Crossover in growth law in the vapor-liquid phase separation inside complex porous medium

TL;DR

This study uses molecular dynamics simulations to explore how vapor-liquid phase separation dynamics change within complex porous media, revealing a crossover from classical power-law growth to a slower, logarithmic regime due to confinement effects.

Contribution

It demonstrates the existence of a crossover in domain growth laws inside porous media and links this transition to pore size and geometry effects.

Findings

Breakdown of Porod law and fractal domain boundaries

Crossover from power-law to logarithmic growth regimes

Quantitative scaling relation between growth behavior and pore size

Abstract

We employ molecular dynamics simulations to investigate the domain morphology and growth kinetics of a vapor-liquid system embedded within a complex porous medium.
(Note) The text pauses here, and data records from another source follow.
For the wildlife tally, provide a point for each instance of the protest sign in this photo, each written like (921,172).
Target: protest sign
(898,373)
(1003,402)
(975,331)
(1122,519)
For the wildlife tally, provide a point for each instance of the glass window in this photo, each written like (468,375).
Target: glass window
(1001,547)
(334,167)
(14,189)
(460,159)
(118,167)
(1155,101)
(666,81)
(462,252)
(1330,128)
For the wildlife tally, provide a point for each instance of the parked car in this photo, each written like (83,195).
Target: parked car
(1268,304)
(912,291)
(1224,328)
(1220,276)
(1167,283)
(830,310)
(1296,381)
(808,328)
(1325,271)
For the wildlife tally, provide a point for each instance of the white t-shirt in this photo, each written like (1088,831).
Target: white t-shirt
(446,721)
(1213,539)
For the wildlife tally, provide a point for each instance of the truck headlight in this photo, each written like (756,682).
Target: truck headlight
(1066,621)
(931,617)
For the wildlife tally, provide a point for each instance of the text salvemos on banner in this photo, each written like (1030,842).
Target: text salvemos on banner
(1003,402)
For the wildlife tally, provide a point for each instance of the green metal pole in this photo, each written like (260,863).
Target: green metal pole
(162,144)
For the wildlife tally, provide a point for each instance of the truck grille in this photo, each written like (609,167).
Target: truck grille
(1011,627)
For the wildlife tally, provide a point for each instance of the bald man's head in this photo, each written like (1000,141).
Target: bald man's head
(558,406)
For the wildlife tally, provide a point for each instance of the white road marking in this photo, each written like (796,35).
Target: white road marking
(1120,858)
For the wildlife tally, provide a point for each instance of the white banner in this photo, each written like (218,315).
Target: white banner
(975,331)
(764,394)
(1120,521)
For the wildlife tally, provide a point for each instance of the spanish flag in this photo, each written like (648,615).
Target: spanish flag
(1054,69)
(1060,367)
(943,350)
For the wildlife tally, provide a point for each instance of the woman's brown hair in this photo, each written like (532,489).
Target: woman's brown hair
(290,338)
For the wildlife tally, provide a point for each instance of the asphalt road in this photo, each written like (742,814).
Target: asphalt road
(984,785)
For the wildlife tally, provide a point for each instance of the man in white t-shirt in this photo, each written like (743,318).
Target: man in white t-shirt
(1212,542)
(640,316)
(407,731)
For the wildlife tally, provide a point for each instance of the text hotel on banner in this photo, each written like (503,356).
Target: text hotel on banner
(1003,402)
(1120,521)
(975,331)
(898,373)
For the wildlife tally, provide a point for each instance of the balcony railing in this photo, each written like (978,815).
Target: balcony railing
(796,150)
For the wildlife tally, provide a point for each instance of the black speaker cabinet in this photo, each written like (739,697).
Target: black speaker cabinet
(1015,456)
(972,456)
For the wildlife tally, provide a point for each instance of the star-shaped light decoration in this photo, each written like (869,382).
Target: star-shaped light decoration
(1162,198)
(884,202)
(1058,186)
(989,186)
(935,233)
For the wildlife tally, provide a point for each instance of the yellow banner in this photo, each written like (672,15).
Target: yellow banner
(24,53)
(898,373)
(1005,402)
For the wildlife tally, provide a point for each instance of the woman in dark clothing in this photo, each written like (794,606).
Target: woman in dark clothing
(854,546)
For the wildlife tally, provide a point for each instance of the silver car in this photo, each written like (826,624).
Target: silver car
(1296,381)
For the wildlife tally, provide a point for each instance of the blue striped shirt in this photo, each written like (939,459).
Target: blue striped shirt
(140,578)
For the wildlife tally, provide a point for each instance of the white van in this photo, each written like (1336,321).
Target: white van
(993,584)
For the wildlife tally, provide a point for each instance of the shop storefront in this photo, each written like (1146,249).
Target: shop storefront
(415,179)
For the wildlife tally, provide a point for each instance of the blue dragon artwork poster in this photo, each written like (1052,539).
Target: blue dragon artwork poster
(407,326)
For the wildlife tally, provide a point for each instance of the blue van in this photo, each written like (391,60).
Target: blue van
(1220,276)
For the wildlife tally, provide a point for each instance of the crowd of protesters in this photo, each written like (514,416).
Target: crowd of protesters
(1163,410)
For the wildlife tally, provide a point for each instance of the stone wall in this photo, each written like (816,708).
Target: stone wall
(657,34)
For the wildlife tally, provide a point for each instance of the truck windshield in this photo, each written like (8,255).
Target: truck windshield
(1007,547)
By systematically varying the pore structure, we analyze the scaling behavior of correlation functions, structure factors, and domain growth exponents. The structure factor confirms the breakdown of Porod law and the emergence of fractal-like domain boundaries. Our key finding is the clear crossover in the domain growth law, from the classical power-law behavior observed in bulk fluids to a slower, logarithmic regime in highly confined systems. This transition is driven by energy barriers introduced by the porous geometry, which inhibit coarsening dynamics at later time. We provide a scaling analysis which further confirms this crossover and quantitatively connects the growth behavior with the average pore size.